Car Damage Detection

Deep learning applied to car damage detection

In late 2020, I began working with a company that manufactures high resolution photo scanners. Their aim was to detect superficial damages on cars, such as a scratch, a bump etc.

First approach

After an initial meeting where they described their problematic, they stated that their goal was using something called “Deflectometry”. Deflectometry is a way to observe the reflexion of a known pattern on a reflective surface and, deduce from the deformation how is the surface shaped. This way, it’s possible to detect bumps and deformation that a simple camera shouldn’t be able to detect.

However, to differentiate themselves from their competitor, they couldn’t use a huge robot arm in a controlled, somewhat dark environment like in the above video. They wanted to do that using a fixed pattern printed on a piece of plastic with a backlight, and in broad daylight. Furthermore, the cars weren’t always the same model since this was aimed at car rentals which own many many different models.

The science behind deflectometry is very well understood and really easy to implement in practice: you’ve got a known input pattern, and a captured output pattern and given the two you can deduce if any bump or scratch is on the surface (by computing the divergence at different points of the vector fields). However, as you can imagine, we were far, far away from this dreamy land of perfect observation and repeatable processes.

Suggesting a new approach

In most, if not all projects, the customer knows what they want, but often have questionable ideas of how to achieve it. My first goal is to listen to them and understand exactly what their needs are. Then, from experience, I can slightly shift their goal to make it way, way simpler and cheaper to attain, while still reaping the same benefits.

What the customer wants

The above example was one of these projects. In this case, I was competing with two other research organisations: Fraunhofer-Gesellschaft and another institute from Greece which I wasn’t given any more details about. Both institute deployed “a team” consisting of many business related persons and only one technical person per team. After a few months of researching the problem, they didn’t come up with anything significant, which isn’t surprising considering the amount of time spent on it.

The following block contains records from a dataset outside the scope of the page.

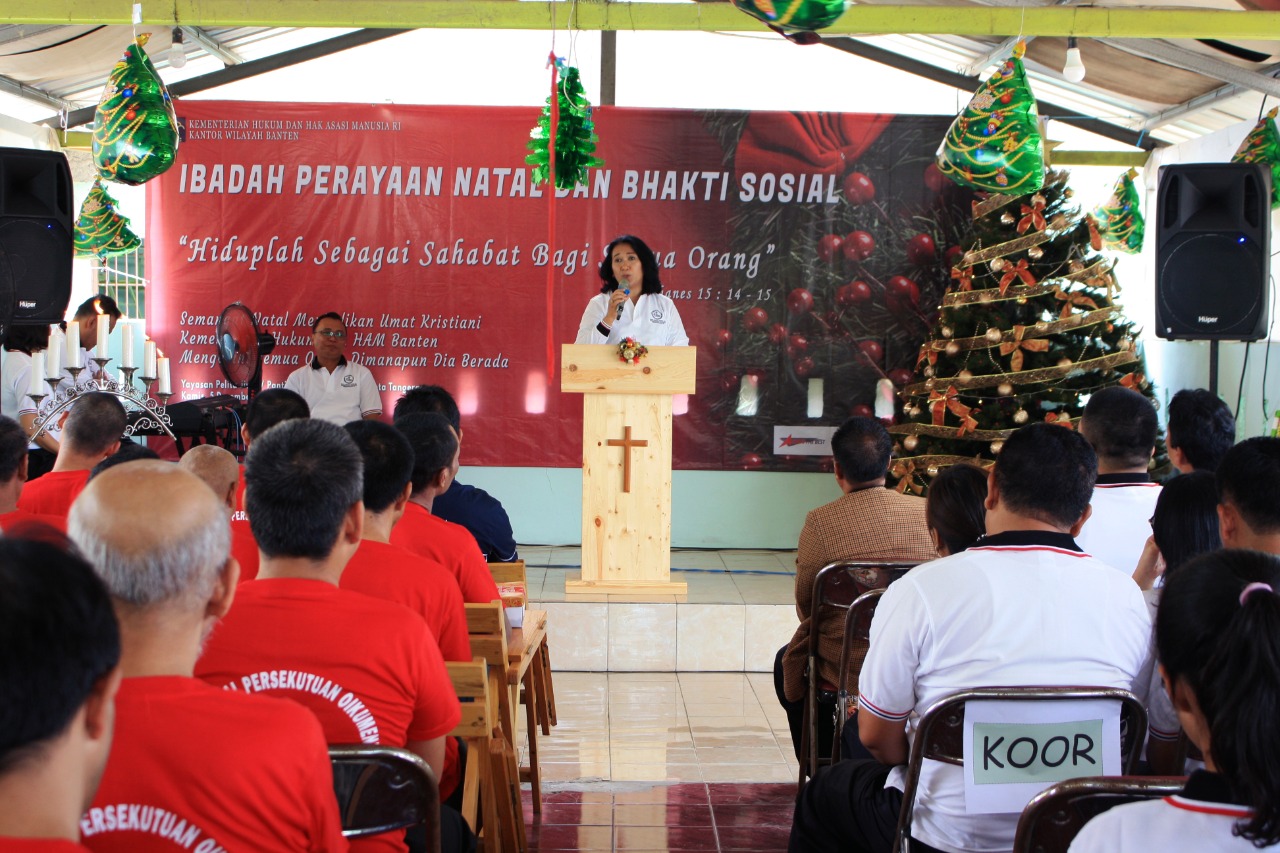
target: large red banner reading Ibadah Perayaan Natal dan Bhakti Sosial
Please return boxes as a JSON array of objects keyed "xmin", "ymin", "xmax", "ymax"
[{"xmin": 146, "ymin": 101, "xmax": 955, "ymax": 469}]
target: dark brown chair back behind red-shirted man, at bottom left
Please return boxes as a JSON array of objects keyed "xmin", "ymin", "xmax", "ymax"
[{"xmin": 329, "ymin": 745, "xmax": 440, "ymax": 853}]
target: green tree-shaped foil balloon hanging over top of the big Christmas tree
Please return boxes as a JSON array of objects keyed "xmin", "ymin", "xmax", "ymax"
[{"xmin": 937, "ymin": 42, "xmax": 1044, "ymax": 196}]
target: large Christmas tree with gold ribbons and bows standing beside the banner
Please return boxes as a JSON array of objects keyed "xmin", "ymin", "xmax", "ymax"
[{"xmin": 890, "ymin": 172, "xmax": 1164, "ymax": 493}]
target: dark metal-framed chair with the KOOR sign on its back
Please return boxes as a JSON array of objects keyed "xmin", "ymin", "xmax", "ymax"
[{"xmin": 893, "ymin": 686, "xmax": 1147, "ymax": 853}]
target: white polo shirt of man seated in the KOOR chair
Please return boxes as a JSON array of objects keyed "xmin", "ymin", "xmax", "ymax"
[{"xmin": 858, "ymin": 530, "xmax": 1151, "ymax": 853}]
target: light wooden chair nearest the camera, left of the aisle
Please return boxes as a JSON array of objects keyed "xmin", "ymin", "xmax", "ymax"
[{"xmin": 444, "ymin": 658, "xmax": 527, "ymax": 853}]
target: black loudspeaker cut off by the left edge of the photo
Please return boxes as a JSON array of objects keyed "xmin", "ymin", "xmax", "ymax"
[{"xmin": 0, "ymin": 149, "xmax": 73, "ymax": 325}]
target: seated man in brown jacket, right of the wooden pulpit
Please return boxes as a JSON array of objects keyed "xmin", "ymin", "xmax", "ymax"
[{"xmin": 773, "ymin": 418, "xmax": 937, "ymax": 757}]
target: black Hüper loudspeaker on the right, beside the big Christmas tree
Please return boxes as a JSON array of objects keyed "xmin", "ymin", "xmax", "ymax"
[{"xmin": 1156, "ymin": 163, "xmax": 1271, "ymax": 341}]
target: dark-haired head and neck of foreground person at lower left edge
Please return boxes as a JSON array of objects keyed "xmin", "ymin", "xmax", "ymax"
[{"xmin": 0, "ymin": 538, "xmax": 120, "ymax": 853}]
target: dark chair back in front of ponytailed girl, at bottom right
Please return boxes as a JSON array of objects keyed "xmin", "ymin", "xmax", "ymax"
[{"xmin": 1014, "ymin": 776, "xmax": 1187, "ymax": 853}]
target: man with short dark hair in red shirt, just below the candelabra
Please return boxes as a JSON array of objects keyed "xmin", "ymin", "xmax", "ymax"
[{"xmin": 18, "ymin": 391, "xmax": 127, "ymax": 517}]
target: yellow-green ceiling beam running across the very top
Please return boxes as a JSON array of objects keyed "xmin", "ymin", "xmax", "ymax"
[{"xmin": 0, "ymin": 0, "xmax": 1280, "ymax": 40}]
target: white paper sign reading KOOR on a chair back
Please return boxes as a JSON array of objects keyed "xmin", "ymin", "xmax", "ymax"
[{"xmin": 964, "ymin": 699, "xmax": 1121, "ymax": 815}]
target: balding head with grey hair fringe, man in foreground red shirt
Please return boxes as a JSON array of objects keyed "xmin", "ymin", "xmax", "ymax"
[{"xmin": 67, "ymin": 461, "xmax": 230, "ymax": 608}]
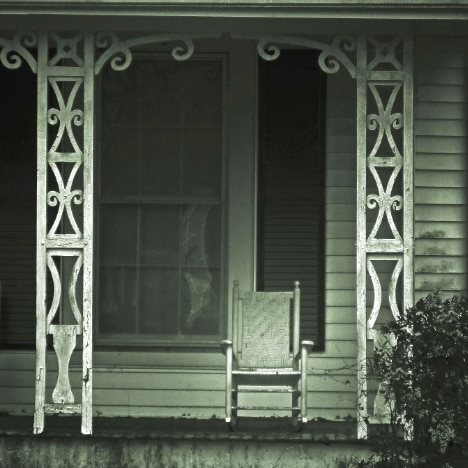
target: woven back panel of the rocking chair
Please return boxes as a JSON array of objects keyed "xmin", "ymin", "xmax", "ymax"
[{"xmin": 238, "ymin": 292, "xmax": 293, "ymax": 368}]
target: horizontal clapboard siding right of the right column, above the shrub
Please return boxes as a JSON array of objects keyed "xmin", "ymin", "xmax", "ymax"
[{"xmin": 414, "ymin": 37, "xmax": 468, "ymax": 300}]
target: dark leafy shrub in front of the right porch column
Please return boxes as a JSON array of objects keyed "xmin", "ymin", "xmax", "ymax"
[{"xmin": 358, "ymin": 294, "xmax": 468, "ymax": 467}]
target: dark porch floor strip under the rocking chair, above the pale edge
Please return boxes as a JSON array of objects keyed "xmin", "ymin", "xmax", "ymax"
[{"xmin": 0, "ymin": 415, "xmax": 356, "ymax": 443}]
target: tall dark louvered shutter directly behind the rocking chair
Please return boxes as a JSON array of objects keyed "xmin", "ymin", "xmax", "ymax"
[{"xmin": 257, "ymin": 50, "xmax": 326, "ymax": 349}]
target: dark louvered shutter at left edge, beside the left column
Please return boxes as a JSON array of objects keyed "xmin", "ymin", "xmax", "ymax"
[{"xmin": 0, "ymin": 65, "xmax": 37, "ymax": 348}]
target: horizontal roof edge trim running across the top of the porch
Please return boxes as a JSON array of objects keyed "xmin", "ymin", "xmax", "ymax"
[{"xmin": 0, "ymin": 0, "xmax": 468, "ymax": 20}]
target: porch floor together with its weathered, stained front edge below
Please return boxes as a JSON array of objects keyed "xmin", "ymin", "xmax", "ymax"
[{"xmin": 0, "ymin": 415, "xmax": 370, "ymax": 468}]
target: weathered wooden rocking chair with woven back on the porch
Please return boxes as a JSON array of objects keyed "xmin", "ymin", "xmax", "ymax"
[{"xmin": 222, "ymin": 281, "xmax": 314, "ymax": 430}]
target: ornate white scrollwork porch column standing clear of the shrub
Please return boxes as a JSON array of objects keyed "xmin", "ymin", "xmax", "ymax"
[{"xmin": 34, "ymin": 33, "xmax": 94, "ymax": 434}]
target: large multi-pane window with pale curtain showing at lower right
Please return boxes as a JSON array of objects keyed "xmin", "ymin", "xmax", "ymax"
[{"xmin": 97, "ymin": 54, "xmax": 225, "ymax": 344}]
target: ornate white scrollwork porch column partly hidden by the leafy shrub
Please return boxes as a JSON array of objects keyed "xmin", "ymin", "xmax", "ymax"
[{"xmin": 356, "ymin": 37, "xmax": 413, "ymax": 438}]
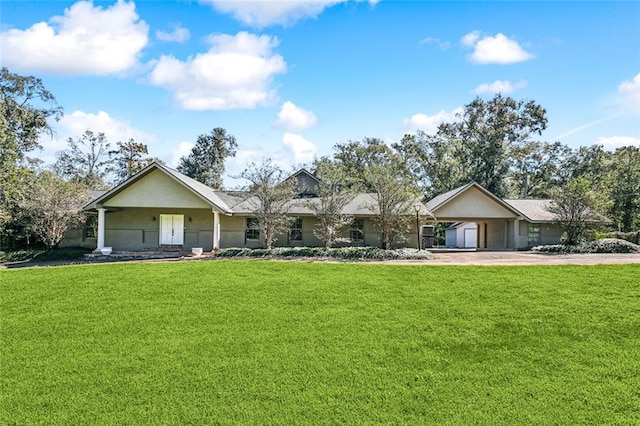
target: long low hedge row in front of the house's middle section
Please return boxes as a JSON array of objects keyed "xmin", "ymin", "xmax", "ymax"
[{"xmin": 216, "ymin": 247, "xmax": 433, "ymax": 260}]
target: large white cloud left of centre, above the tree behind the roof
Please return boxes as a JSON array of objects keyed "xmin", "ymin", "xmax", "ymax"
[{"xmin": 150, "ymin": 32, "xmax": 287, "ymax": 110}]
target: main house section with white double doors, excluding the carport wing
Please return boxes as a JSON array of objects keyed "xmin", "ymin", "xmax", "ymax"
[{"xmin": 61, "ymin": 163, "xmax": 428, "ymax": 251}]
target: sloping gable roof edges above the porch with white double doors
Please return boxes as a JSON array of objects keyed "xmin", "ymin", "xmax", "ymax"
[{"xmin": 83, "ymin": 161, "xmax": 232, "ymax": 214}]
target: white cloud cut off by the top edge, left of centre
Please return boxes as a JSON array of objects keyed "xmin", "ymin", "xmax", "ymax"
[{"xmin": 200, "ymin": 0, "xmax": 378, "ymax": 28}]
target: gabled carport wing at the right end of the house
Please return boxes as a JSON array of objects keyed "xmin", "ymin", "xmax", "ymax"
[{"xmin": 426, "ymin": 182, "xmax": 562, "ymax": 250}]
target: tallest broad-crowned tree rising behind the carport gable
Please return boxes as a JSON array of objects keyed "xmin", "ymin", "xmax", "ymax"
[{"xmin": 438, "ymin": 94, "xmax": 547, "ymax": 197}]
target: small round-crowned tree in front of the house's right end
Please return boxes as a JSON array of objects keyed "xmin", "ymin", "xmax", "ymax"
[{"xmin": 548, "ymin": 178, "xmax": 601, "ymax": 245}]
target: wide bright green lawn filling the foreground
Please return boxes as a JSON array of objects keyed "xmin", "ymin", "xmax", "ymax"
[{"xmin": 0, "ymin": 261, "xmax": 640, "ymax": 425}]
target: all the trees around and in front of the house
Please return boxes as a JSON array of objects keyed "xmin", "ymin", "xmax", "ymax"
[{"xmin": 0, "ymin": 68, "xmax": 640, "ymax": 247}]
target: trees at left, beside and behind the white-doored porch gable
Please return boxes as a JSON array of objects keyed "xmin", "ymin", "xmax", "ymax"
[{"xmin": 0, "ymin": 67, "xmax": 237, "ymax": 249}]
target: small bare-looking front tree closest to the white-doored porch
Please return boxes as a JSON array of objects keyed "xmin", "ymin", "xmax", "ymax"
[{"xmin": 240, "ymin": 160, "xmax": 297, "ymax": 249}]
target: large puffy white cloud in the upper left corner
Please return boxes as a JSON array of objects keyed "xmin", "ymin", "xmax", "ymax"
[{"xmin": 0, "ymin": 0, "xmax": 149, "ymax": 75}]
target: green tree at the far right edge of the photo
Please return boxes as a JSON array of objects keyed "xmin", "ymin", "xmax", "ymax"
[{"xmin": 604, "ymin": 146, "xmax": 640, "ymax": 232}]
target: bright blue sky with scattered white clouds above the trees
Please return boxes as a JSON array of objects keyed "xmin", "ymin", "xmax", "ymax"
[{"xmin": 0, "ymin": 0, "xmax": 640, "ymax": 186}]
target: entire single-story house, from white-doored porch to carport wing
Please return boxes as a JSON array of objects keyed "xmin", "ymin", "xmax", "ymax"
[{"xmin": 60, "ymin": 163, "xmax": 584, "ymax": 251}]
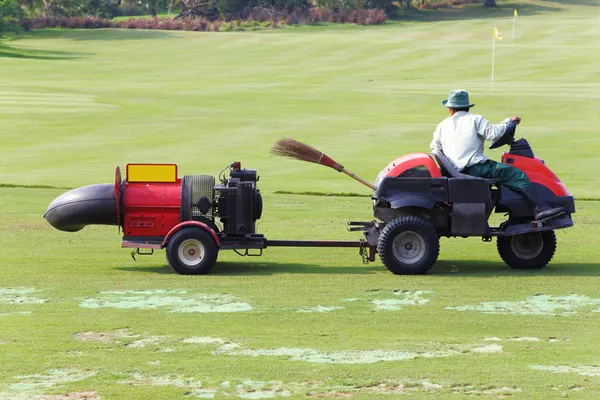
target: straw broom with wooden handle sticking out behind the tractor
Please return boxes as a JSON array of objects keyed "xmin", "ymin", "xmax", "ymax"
[{"xmin": 271, "ymin": 138, "xmax": 377, "ymax": 190}]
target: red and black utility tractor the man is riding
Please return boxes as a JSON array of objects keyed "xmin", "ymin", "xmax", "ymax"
[{"xmin": 373, "ymin": 122, "xmax": 575, "ymax": 274}]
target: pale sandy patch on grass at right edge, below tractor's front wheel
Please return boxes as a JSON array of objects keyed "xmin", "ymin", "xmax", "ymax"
[{"xmin": 446, "ymin": 294, "xmax": 600, "ymax": 316}]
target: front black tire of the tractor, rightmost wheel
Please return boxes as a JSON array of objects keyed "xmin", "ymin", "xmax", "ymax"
[{"xmin": 497, "ymin": 231, "xmax": 556, "ymax": 269}]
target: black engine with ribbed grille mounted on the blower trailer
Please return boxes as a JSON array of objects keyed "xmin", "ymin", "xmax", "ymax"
[{"xmin": 181, "ymin": 162, "xmax": 263, "ymax": 236}]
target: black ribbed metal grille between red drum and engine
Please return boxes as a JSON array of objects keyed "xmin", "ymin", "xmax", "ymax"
[{"xmin": 181, "ymin": 175, "xmax": 215, "ymax": 221}]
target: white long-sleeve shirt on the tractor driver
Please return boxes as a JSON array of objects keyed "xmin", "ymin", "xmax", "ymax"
[{"xmin": 430, "ymin": 111, "xmax": 511, "ymax": 171}]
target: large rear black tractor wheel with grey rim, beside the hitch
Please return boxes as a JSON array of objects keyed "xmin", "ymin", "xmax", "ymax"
[{"xmin": 377, "ymin": 215, "xmax": 440, "ymax": 275}]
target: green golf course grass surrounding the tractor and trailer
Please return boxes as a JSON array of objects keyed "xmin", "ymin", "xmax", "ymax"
[{"xmin": 0, "ymin": 1, "xmax": 600, "ymax": 400}]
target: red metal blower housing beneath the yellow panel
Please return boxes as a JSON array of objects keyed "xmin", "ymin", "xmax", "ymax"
[{"xmin": 123, "ymin": 179, "xmax": 181, "ymax": 237}]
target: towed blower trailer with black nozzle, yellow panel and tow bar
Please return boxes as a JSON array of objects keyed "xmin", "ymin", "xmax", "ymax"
[{"xmin": 44, "ymin": 162, "xmax": 376, "ymax": 274}]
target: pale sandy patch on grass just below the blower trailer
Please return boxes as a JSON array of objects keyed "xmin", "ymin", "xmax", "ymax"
[{"xmin": 79, "ymin": 289, "xmax": 252, "ymax": 313}]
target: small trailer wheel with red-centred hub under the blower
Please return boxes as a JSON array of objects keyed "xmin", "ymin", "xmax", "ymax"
[{"xmin": 167, "ymin": 228, "xmax": 219, "ymax": 275}]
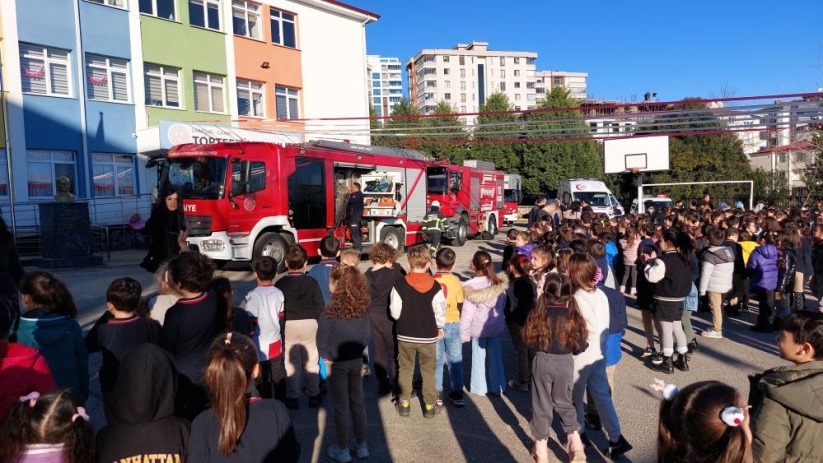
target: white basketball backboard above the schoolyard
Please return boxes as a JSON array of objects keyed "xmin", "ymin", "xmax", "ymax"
[{"xmin": 603, "ymin": 136, "xmax": 669, "ymax": 174}]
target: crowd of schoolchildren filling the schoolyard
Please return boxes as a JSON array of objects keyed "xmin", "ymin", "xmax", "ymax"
[{"xmin": 0, "ymin": 202, "xmax": 823, "ymax": 463}]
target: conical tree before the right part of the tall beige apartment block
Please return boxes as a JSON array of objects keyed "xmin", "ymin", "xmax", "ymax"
[{"xmin": 468, "ymin": 93, "xmax": 521, "ymax": 173}]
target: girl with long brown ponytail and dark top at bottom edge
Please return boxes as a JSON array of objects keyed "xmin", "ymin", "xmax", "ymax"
[{"xmin": 186, "ymin": 333, "xmax": 300, "ymax": 462}]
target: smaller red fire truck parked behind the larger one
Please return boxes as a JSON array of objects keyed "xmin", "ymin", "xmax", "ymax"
[{"xmin": 427, "ymin": 160, "xmax": 504, "ymax": 246}]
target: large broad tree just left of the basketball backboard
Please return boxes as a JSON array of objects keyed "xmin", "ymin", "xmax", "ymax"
[{"xmin": 520, "ymin": 87, "xmax": 603, "ymax": 195}]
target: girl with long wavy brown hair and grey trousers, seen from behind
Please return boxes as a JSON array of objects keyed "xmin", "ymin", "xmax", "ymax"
[{"xmin": 523, "ymin": 273, "xmax": 589, "ymax": 463}]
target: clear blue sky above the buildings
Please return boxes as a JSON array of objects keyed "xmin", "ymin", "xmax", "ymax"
[{"xmin": 358, "ymin": 0, "xmax": 823, "ymax": 101}]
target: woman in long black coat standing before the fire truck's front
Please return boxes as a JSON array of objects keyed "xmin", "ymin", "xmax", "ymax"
[{"xmin": 140, "ymin": 186, "xmax": 188, "ymax": 273}]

In the mean time, I started by going through the scientific literature on the topic and found this lovely article published in the International Journal of Applied Engineering Research in 2018, which further indicated me that the deep learning approach was best and “deflectometry” wasn’t going to be of any use here. Quickly after that, I held a meeting detailing my findings with the customer and began cleaning their data.

The Data

The customer already had hand annotated data, which was definitely a big plus. However, it wasn’t organised in any helpful way for my job. There were duplicates everywhere, subsubsub folders, and corrupted data files. To top it off, the whole dataset was on a WebDAV server, which meant the transfer speeds were abysmal. In total, it took me 7 continuous days simply to copy over all the dataset they had. Once that was done, I used bash commands to remove any duplicates, corrupted files, and flatten the whole structure. I also computed the files hash to be able to delete future duplicates faster and store the data more easily (in retrospect, I basically did what DVC does…).

My first attempt

Then, the real gruesome work began. I chunked the 4096 x 3000 images into smaller 300 x 300 chunks, and then binary labelled them if an annotated scratch polygon was visible on them. That way, this turned into a binary classification problem.

Training records

In retrospect, it’s possible to do much better than this, but with the time, budget and data available, this was the best I could do.

Assessing the final product

Once I had my binary classification model working flawlessly, it was time for the customer to assess it. During development, they kept on insisting about having an “accuracy over 80% !”. However, they failed to consider that the dataset wasn’t even balanced (more non-scratch than actual scratches), and didn’t specify any accuracy metric to use. Of course, it’s easy to reach 99% accuracy: simply return that every input is not a scratch. Since the dataset is widely unbalanced, most images won’t be scratched (so we are correct there), but some are (so we’re incorrect), however, due to the sheer proportion of one to the other, we’ll fail less often than we succeed, leading to a high accuracy despite having a ridiculous model.

As the saying goes, you can’t improve what you can’t measure. That’s why I explained the difference between Precision and Recall during my presentation:

Precision vs Recall

This is something the other institutes apparently didn’t seem like it was important to mention, but the downside of trying to explain this is that it’s a rather subtle concept. Indeed, it’s far more versatile than “accuracy”, but less straightforward to understand and thus less easy to communicate up the chain of command than a nice big high percentage number.


I ended up deploying the finalised model on Tensorflow Serving using Docker. This stack is officially recommended by Google, supports huge production loads, and has very little overhead time. I also made a web interface using Plotly’s excellent Dash framework which communicated with the inference server using gRPC (so no REST API there, to make the data transfer faster).

It was a rather crude interface, yet still fast and functional. It highlights in yellow the areas where it detects a damage, and in blue the ones where it doesn’t register a damage. Of course, it’s possible to improve the interface substancially, but the inference server could have sustained any other effortlessly.